I have just embarked on a reflective study of the book of Acts. One of the older commentaries excited me as I read the first page.
“It shows the Church in birth and being, and in experiment and action, as devoted minds sought after and apprehended truth, shaping policy and purpose in the process. It reveals the growing vitality of the Christian faith as it outgrew prejudice and limitation, and moving out in the strength of indomitable faith to reach the nations with their story……it also tells of other men, for they were not dead who had misconceived the ministry of Christ and failed to see the truth which lay in centuries of Scripture. Pride and prejudice, and the preconceptions of nationalism not only attacked the new society, but penetrated it, and sought to confine and to constrict its purpose.” (E. M. Blaiklock)
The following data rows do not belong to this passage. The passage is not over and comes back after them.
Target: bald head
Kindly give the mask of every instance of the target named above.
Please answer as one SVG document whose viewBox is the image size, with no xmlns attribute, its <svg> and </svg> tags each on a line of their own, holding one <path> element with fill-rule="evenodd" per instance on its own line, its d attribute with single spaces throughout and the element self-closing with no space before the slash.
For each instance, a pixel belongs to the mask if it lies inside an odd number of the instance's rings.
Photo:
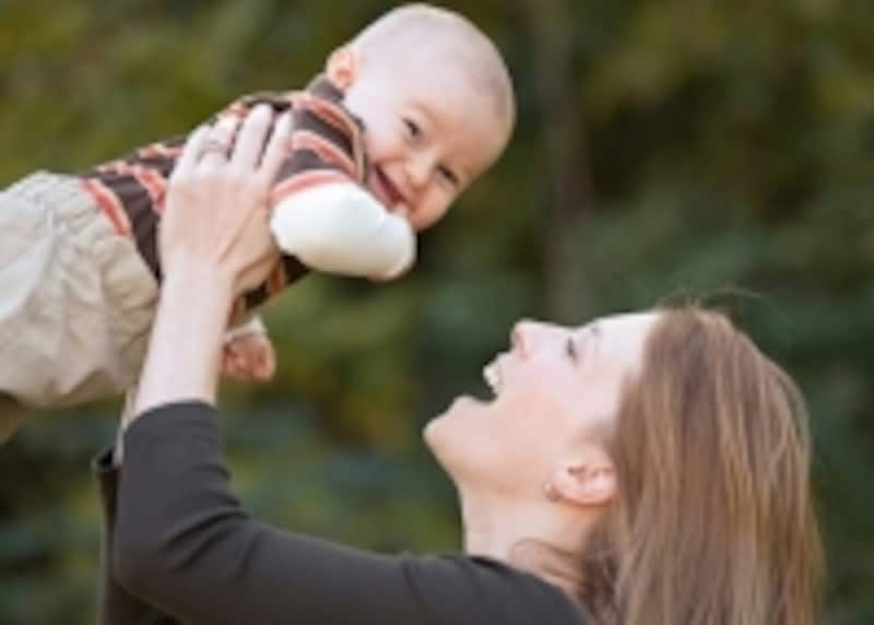
<svg viewBox="0 0 874 625">
<path fill-rule="evenodd" d="M 492 40 L 466 17 L 428 4 L 404 4 L 383 14 L 350 43 L 363 63 L 416 63 L 453 69 L 488 98 L 507 133 L 516 99 L 507 67 Z"/>
</svg>

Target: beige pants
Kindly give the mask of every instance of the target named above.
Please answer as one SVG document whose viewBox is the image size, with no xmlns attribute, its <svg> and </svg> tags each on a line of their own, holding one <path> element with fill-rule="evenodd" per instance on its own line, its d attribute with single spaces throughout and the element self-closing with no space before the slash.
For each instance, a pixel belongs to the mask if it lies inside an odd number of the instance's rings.
<svg viewBox="0 0 874 625">
<path fill-rule="evenodd" d="M 22 409 L 132 386 L 157 293 L 78 179 L 37 173 L 0 192 L 0 441 Z"/>
</svg>

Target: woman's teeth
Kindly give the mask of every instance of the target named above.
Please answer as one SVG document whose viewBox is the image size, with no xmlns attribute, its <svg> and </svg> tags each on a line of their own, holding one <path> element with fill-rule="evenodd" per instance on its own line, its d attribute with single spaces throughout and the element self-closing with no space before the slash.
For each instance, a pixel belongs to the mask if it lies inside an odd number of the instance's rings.
<svg viewBox="0 0 874 625">
<path fill-rule="evenodd" d="M 495 396 L 498 394 L 498 386 L 500 385 L 500 376 L 498 376 L 498 368 L 495 366 L 494 363 L 491 365 L 486 365 L 483 368 L 483 378 L 485 378 L 485 382 L 492 389 L 492 392 Z"/>
</svg>

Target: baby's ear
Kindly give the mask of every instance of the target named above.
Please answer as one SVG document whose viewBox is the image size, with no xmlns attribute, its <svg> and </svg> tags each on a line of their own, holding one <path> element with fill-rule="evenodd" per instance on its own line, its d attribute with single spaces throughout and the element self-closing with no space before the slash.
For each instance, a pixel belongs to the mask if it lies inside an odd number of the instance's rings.
<svg viewBox="0 0 874 625">
<path fill-rule="evenodd" d="M 351 87 L 358 78 L 358 57 L 352 46 L 343 46 L 331 52 L 326 72 L 331 82 L 341 90 Z"/>
</svg>

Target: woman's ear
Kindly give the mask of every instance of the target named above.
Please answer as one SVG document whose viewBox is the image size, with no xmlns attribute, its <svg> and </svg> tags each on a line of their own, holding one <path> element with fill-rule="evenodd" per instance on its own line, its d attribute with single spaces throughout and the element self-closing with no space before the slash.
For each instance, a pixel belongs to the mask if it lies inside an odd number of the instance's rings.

There was much in these few words that resonated with me as I reflect on the growing numbers of Muslims who are choosing to follow Jesus and joining his church here in the UK and beyond. What sort of church are we to be? For me it raises a number of questions.
As we welcome new believers from a Muslim background are we fixated on ways that have remained unchanged for years? Or are we open to new ideas and possibilities that they bring?
Are we prepared to receive insights from these new believers, even as they begin to embark on their journey with Christ? For surely the Eastern patterns and culture are more Biblically sensitive than ours.
Are we inviting them to integrate with us, whilst actually expecting them to assimilate, a much less tasteful recipe?
As God blesses and brings people from all sorts of cultures and backgrounds, can we in fact become again the dynamic, flexible, courageous, fluid, responsive church of that early period? Or are we simply stuck?
It is easy to ask the questions. It is harder to give practical, concrete answers. But I hope that you and I will long to be part of the church that “outgrew prejudice and limitation” rather than those who “sought to confine and to constrict its purpose.”